Labour Party streitet über britische Intervention in Syrien

Die Führung der Labour Party ist zutiefst zerstritten über die Frage, ob sie eine britische Intervention in Syrien unterstützen soll.

Premierminister David Cameron warb am Donnerstag im Parlament für eine Militärintervention. Die britische Regierung kann es kaum erwarten, mit Einsätzen zu beginnen. Sie will damit nicht nur die demütigende Niederlage vom August 2013 ungeschehen machen, als das Parlament sein Veto gegen eine Intervention eingelegt hatte, sondern sich vor allem ihren Anteil an der Aufteilung Syriens und des Irak unter Federführung der USA sichern.

Cameron hofft, in dieser Woche eine Abstimmung über die Intervention abhalten zu können. Doch wenn er dabei Aussicht auf Erfolg haben will, muss er die Unterstützung von mindestens 30 Labour-Abgeordneten bekommen, obwohl deren Parteichef Jeremy Corbyn öffentlich erklärt hat, er lehne ein militärisches Engagement ab.

Schon vor Camerons Rede hatten mehrere Labour-Abgeordnete deutlich gemacht, die Regierung unterstützen zu wollen.

Am Montag vergangener Woche äußerten sich mehrere von ihnen öffentlich positiv über die Strategic Defence Review, die strategische Verteidigungs- und Sicherheitsplanung für die nächsten fünf Jahre. Am letzten Dienstag stimmten vierzehn Labour-Abgeordnete für die Erneuerung des britischen Trident-Atomraketensystems. Damit widersetzten sie sich Corbyns Anweisung, der Abstimmung fernzubleiben; weitere sechs Abgeordnete enthielten sich. Die Abstimmung war von der Scottish National Party mit dem ausdrücklichen Ziel einberufen worden, Spaltungen innerhalb der Labour Party zu enthüllen.

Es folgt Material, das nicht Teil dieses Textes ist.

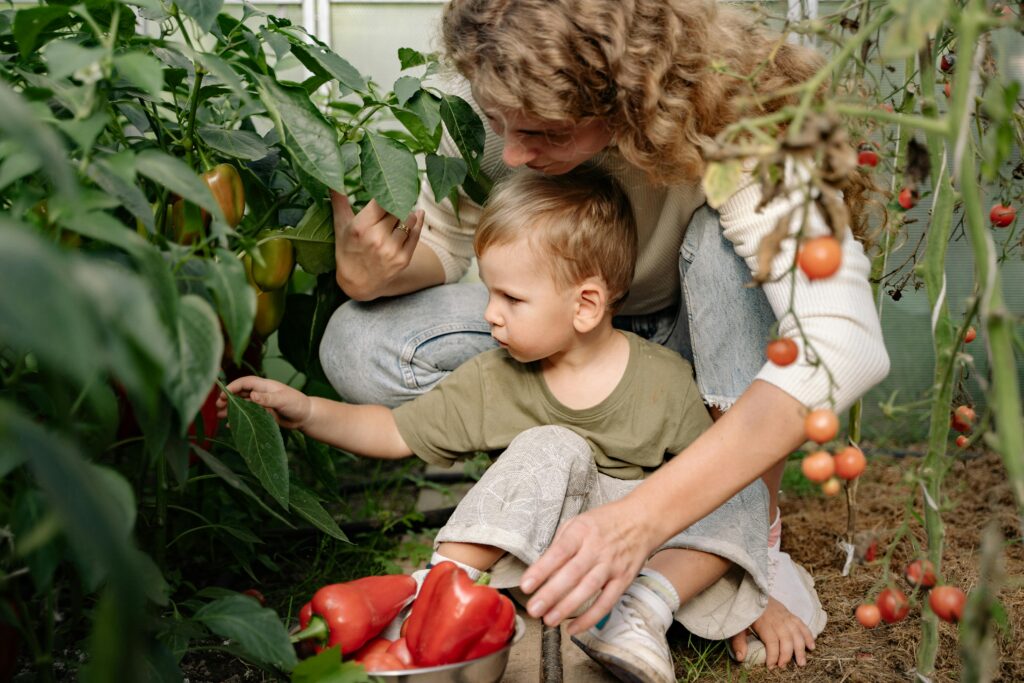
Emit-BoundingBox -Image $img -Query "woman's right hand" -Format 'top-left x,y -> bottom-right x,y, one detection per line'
331,190 -> 423,301
217,376 -> 312,429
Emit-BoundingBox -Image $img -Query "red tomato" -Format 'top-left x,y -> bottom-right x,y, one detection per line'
874,588 -> 910,624
821,477 -> 840,498
835,445 -> 867,481
904,560 -> 935,588
765,337 -> 800,366
988,204 -> 1017,227
804,408 -> 839,443
800,451 -> 836,483
953,405 -> 978,427
854,604 -> 882,629
359,652 -> 406,672
797,234 -> 843,280
928,586 -> 967,624
896,187 -> 918,211
857,150 -> 879,168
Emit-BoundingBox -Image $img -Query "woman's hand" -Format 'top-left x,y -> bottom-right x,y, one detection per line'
520,501 -> 656,635
331,190 -> 423,301
217,376 -> 312,429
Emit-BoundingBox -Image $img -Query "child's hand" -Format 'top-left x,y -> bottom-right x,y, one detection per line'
217,376 -> 312,429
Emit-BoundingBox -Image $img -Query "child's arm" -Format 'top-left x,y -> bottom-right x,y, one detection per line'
217,376 -> 413,459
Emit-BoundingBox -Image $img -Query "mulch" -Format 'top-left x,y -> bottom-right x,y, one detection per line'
677,453 -> 1024,683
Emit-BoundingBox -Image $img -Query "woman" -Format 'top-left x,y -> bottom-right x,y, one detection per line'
321,0 -> 888,667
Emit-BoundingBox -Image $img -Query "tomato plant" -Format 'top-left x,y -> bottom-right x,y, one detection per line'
874,588 -> 910,624
988,204 -> 1017,227
928,586 -> 967,624
797,234 -> 843,280
903,560 -> 935,588
804,408 -> 839,443
800,451 -> 836,483
765,337 -> 800,366
854,604 -> 882,629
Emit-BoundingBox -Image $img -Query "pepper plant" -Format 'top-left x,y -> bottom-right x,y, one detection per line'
0,0 -> 487,681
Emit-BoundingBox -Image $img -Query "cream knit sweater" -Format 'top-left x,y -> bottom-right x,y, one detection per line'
419,82 -> 889,411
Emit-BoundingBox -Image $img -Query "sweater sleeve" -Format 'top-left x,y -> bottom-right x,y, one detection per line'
719,165 -> 889,411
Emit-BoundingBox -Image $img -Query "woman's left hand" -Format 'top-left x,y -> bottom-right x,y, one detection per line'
520,501 -> 656,635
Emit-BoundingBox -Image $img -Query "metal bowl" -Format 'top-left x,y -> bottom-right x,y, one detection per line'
370,614 -> 526,683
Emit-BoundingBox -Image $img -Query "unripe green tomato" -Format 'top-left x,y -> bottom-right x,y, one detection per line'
253,289 -> 288,339
246,238 -> 295,292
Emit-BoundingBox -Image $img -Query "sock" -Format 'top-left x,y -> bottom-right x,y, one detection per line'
768,508 -> 782,548
635,567 -> 679,614
430,551 -> 483,581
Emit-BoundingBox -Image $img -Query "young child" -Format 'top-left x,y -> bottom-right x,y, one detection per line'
219,169 -> 782,681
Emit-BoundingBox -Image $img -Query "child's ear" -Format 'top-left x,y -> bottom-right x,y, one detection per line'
572,278 -> 608,334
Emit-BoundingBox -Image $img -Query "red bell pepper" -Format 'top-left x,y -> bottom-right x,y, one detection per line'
406,562 -> 515,667
292,574 -> 416,654
387,638 -> 415,669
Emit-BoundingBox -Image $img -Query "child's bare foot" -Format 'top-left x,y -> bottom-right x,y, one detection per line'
729,597 -> 814,669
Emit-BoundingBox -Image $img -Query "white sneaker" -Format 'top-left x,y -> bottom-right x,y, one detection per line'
380,569 -> 430,640
572,584 -> 676,683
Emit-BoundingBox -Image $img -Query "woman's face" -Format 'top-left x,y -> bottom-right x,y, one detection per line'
481,103 -> 611,175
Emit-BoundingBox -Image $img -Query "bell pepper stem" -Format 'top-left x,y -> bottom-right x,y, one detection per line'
291,614 -> 331,643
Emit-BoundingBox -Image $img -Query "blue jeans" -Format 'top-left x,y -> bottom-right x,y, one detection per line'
319,206 -> 775,410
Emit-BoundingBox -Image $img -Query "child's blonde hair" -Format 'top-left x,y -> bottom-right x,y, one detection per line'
473,166 -> 637,312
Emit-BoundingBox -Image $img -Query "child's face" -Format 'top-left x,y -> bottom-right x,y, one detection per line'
480,96 -> 611,175
479,240 -> 575,362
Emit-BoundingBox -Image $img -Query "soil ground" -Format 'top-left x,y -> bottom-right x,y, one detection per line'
670,454 -> 1024,683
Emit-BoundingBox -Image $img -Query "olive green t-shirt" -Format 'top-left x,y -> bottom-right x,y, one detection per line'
393,332 -> 711,479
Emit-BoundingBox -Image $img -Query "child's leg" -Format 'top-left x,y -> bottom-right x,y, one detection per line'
431,541 -> 505,571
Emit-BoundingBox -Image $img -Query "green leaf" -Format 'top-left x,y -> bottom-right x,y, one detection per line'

Schatten-Verteidigungsministerin Maria Eagle ist nur eine von mehreren führenden Labour-Mitgliedern, die sich öffentlich den Behauptungen der Konservativen angeschlossen haben, Corbyn sei „nicht regierungsfähig,“ weil er erklärt hatte, als Premierminister nicht den Befehl zum Einsatz von Atomwaffen zu geben. Im reaktionären Umfeld der Labour Party gilt die Bereitschaft zum Massenmord ebenso als Auszeichnung wie die Unterstützung für Sozialkürzungen, „Law and Order“ und andere politische Domänen der Rechten.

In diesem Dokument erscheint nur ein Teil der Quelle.